Erin Moran was stereotyped as an actress — and that wounded her as an adult — you will never be cuter or funnier than you were in your preteen days, even though the entertainment industry, and the fanatical public, will always want you to remain childlike, virginal, and untouched by the modern-day suffering of adulthood.

What is a young actress to do when faced with an aging face, diminished opportunities to work, an addiction that comforts, and the ravages of celebrity that focuses only against time and a dwindling bank account?

More often than not, the answer becomes a death at age 56 in an Indiana trailer park — and while there’s nothing wrong with living in the Midwest, or surviving with a roof over your head — there is always the nagging reminder of who you used to be, and what you could have earned, and the restoration of what time forgot — if others only chose to remember you, and pay you for the worth you earned merely by surviving.

Nobody is owed a life, but everybody is owed respect, by default, of nature.

And that is the sad end of Erin Moran — lost and alone, fighting her depression on her own, and without ongoing professional support — she wilted, and tendered her life to the lowest bidder, all in a final effort to impress the rest of us for cold ownership of a previous fame, and not the one life that actually mattered in the end.
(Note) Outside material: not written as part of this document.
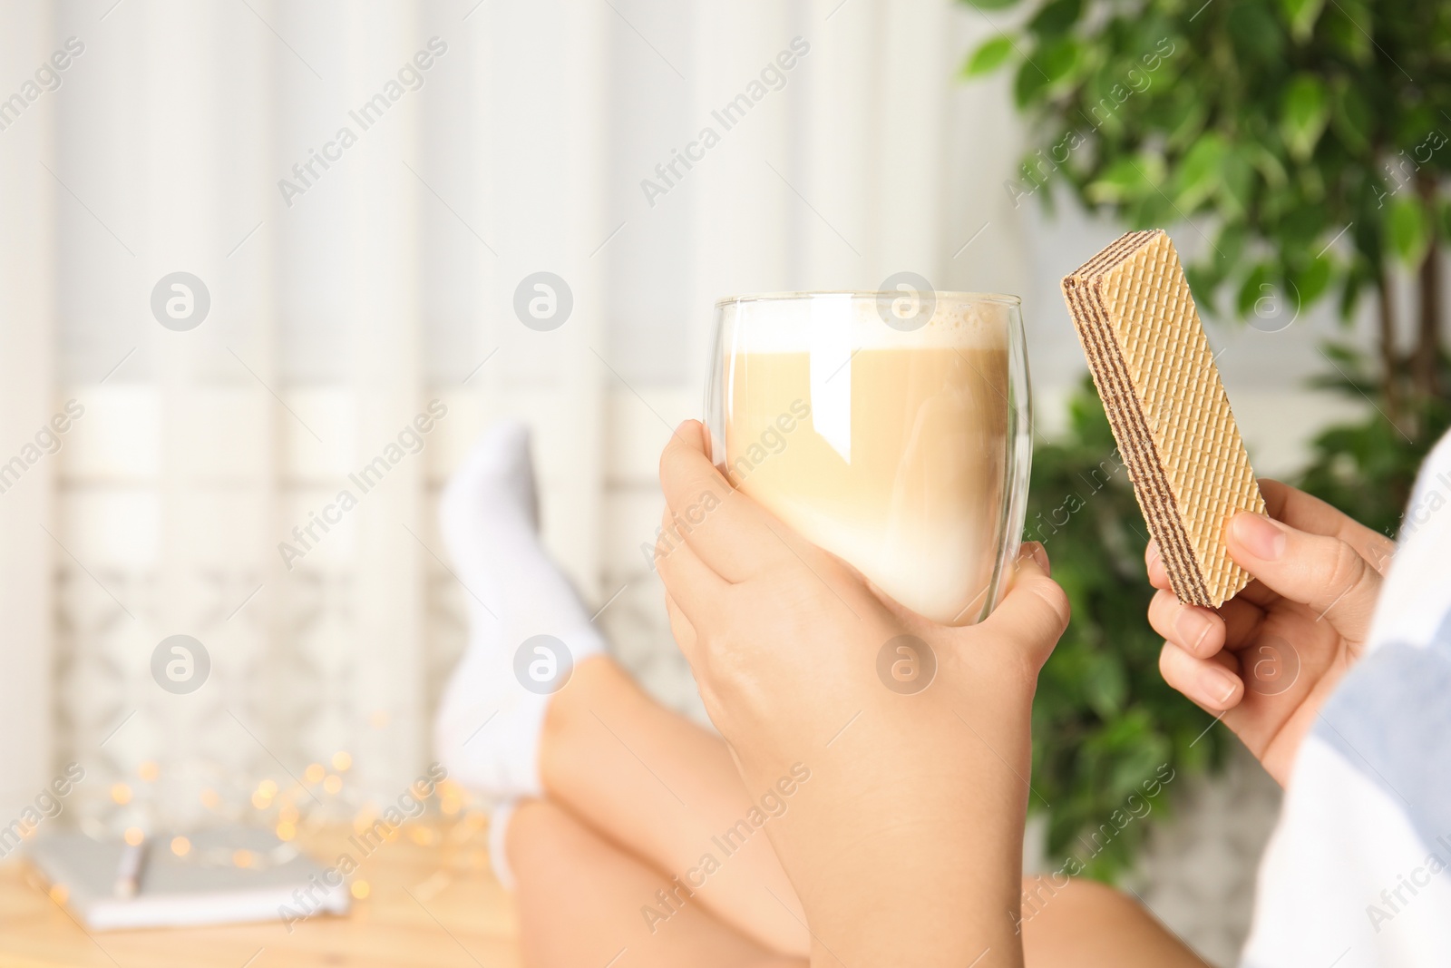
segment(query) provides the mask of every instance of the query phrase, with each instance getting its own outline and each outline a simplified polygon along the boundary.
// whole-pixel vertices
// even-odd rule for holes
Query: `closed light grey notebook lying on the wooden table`
[[[170,837],[148,842],[131,898],[116,895],[126,849],[119,839],[58,833],[35,840],[28,856],[51,885],[64,888],[67,907],[91,930],[297,920],[348,911],[348,885],[341,875],[325,872],[271,832],[219,827],[190,834],[190,850],[177,856]],[[250,866],[237,866],[237,850],[247,852]],[[329,879],[337,885],[328,887]],[[299,890],[305,891],[300,898],[295,894]]]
There is no greater tragedy in show business than the unresponsive remission of a diminished childhood star. We long for what they used to be, and so do they, but only we realize that white-hot fame, and celebrity, can never be re-achieved without a re-dedication to time, purpose and training — and time travel, into the future, and never into the past, is the one conundrum that few child stars are capable of solving alone in their cold lonesome — and for the Us of Us to expect their survival out of the spite of time, is unrealistic, and ultimately, cruel.

If you mourn Erin Moran, then damn yourself in the interim — and I certainly have — because she was always there, right there, waiting, for you to notice her again.